Overall, T_e varied from 0 to 0.94 across the library with core terminators displaying varying levels of T_e and sensitivity to different modifier and spacer parts (Fig. 3). Grouping designs by their core terminator showed that each had a unique median T_e and variability that differed between terminators (Fig. 3b). We found that valves containing the non-terminator part (T33), reverse oriented T7 phage terminator (T27) and two of the E. coli terminators (T21 and T17) showed little to no termination (T_e < 0.05). The remaining nine E. coli terminators displayed a range of termination efficiencies for T7 RNAP with median T_e varying from 0.01 to 0.91, which was heavily influenced by upstream sequence context. The variety of T_e values observed would allow for a wide range of transcript isoform stoichiometries to be produced from 1:1 to 11:1. However, we were interested to know if patterns within this data might offer insight into the capacity of each terminator to be tuned or insulated. For example, valves displaying a wide range of T_e values for the same core terminator would indicate that the terminator is highly tunable, while a small range of T_e for a valve used with differing spacer elements would suggest that it is able to insulate its function from upstream sequence context.

**Fig. 3: Characterization of a T7 RNA polymerase transcriptional valve library.**

Tuning the strength of transcriptional valves

It is known that local sequence context can also be used to effectively alter the function of many types of genetic part^8,54,55,56. We, therefore, designed modifiers in our initial library with the aim of being able to tune the strength of a valve. Analysis of the characterization data showed that changes in upstream genetic context (both spacer and particularly modifier sequences) could significantly influence termination strength, allowing T_e to be varied over a range of up to 0.68. The ability to tune each core terminator varied, with the T_e of T10 being most tunable and T16 being the least. The capacity to tune terminator strength could arise from the diversity of co-transcriptional structures that form proximal to the U-tract when interacting with the modifier (Fig. 2d). Therefore, to create a library of highly tuned transcriptional valves, it is important to ensure the core terminators are themselves tunable.

Large variability in the magnitude of tuning was seen across the different valves we tested suggesting that sequence-specific features play a key role in modulating the precise termination efficiency. Spacers were found to not have such a systematic effect. Nonetheless, some valves were highly influenced by spacers, emphasizing the importance of upstream sequence in the region up to 120 nt upstream of the point of termination. For designs grouped by spacer, the median percentage deviation from the median T_e of the valve they contained was found to be less than 5% (Fig. 3c), suggesting that tuning of termination efficiency is best achieved by varying sequence context close to the core terminator part.

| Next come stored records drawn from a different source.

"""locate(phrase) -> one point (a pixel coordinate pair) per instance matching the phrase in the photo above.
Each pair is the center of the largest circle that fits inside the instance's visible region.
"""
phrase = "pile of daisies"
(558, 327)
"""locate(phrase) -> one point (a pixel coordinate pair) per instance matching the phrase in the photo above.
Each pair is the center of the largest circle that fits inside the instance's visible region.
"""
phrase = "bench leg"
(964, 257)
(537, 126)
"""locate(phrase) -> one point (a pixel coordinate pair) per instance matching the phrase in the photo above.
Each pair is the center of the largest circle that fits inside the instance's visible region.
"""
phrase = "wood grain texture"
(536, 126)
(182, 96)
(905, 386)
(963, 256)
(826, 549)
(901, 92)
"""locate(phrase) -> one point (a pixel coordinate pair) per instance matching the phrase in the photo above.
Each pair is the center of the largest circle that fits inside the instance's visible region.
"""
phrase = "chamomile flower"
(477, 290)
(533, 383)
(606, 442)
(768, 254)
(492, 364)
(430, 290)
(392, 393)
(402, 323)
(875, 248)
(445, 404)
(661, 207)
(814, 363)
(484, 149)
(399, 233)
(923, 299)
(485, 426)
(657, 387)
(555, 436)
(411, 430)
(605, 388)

In general, each modifier tuned each terminator in a different way. However, some modifiers were found to have a similar tuning effect across many different core terminators (Fig. 3c). Some had a generally positive influence (e.g., M21) or negative influence (e.g., M20). Furthermore, the U- and A-tract interactors generally exerted opposite tuning effects on stronger terminators and weaker terminators, tuning them up and down in strength, respectively. Therefore, when tuning a T7 RNAP terminator, while bespoke modifiers are likely required, our library offers some starting points for features that are likely to have a desired effect.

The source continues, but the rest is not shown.